In the case of forgery of evidence related to the Gujarat riots of 2002, the Gujarat Special Investigation Team (SIT) filed a charge sheet against Mumbai-based activist Teesta Setalvad, retired DGP R B Sreekumar, and former IPS officer Sanjiv Bhatt on Wednesday.
According to Deepan Bhadran, the deputy inspector general of police and head of the SIT and the Anti-Terrorism Squad (ATS), the charge sheet was submitted against the three on Tuesday in the court of the chief metropolitan magistrate in Ahmedabad.
Setalvad was released on bail on September 2 after her arrest in the last week of June, while Sreekumar, who has been in detention since their arrest on June 25, has filed a bail plea with the Gujarat High Court.
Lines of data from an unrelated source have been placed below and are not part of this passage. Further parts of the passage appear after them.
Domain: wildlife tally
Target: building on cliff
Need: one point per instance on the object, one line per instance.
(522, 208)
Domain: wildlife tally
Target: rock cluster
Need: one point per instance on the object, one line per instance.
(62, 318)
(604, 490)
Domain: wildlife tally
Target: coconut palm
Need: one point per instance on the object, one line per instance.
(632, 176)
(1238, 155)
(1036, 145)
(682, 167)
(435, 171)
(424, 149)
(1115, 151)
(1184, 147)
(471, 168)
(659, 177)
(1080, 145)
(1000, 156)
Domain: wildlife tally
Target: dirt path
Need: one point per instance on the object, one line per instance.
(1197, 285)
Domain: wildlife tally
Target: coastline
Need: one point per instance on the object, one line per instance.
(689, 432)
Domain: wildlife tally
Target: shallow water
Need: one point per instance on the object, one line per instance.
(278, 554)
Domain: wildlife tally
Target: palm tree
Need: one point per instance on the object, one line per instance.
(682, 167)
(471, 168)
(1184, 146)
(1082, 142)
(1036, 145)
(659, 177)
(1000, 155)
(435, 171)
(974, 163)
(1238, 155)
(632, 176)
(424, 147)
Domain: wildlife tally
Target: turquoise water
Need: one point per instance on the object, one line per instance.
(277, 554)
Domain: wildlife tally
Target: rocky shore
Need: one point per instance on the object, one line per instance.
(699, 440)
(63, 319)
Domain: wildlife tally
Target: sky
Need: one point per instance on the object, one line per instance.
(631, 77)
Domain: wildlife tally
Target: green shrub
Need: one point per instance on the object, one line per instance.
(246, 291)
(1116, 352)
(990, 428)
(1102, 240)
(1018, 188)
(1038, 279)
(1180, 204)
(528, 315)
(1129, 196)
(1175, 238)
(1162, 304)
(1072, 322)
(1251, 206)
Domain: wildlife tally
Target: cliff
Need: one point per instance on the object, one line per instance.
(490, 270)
The plea will be heard on September 28. Bhatt is already imprisoned at Palanpur, having been sentenced in a 1990 custodial death case.
Setalvad, Sreekumar, and Bhatt have been charged under IPC sections 120 B (criminal conspiracy), 468 (forgery), 471 (using a forged document or electronic record as genuine), 194 (giving or fabricating false evidence with intent to procure conviction of capital offense), 211 (false charge of offense made with intent to injure), and 218 (public servant framing incorrect record or writing with intent to save a person from punishment or property from forfeiture).
The Ahmedabad Detection of Crime Branch had filed an FIR against individuals on the same accusations, based on a Supreme Court ruling that upheld the clean chit given to then CM Narendra Modi and his council of ministers and bureaucrats in 2002 Gujarat riots.
According to the charges, Teesta Setalvad is accused of tutoring witnesses to give false testimony against Narendra Modi in Gujarat riots cases. Similarly, R B Sreekumar and Sanjiv Bhatt are accused of false testimonies claiming that CM Narendra Modi had ordered police to go slow against riots that had broken up against the Godhra train burning. It was found that both police were not present in the meeting where Modi was accused of giving the instructions.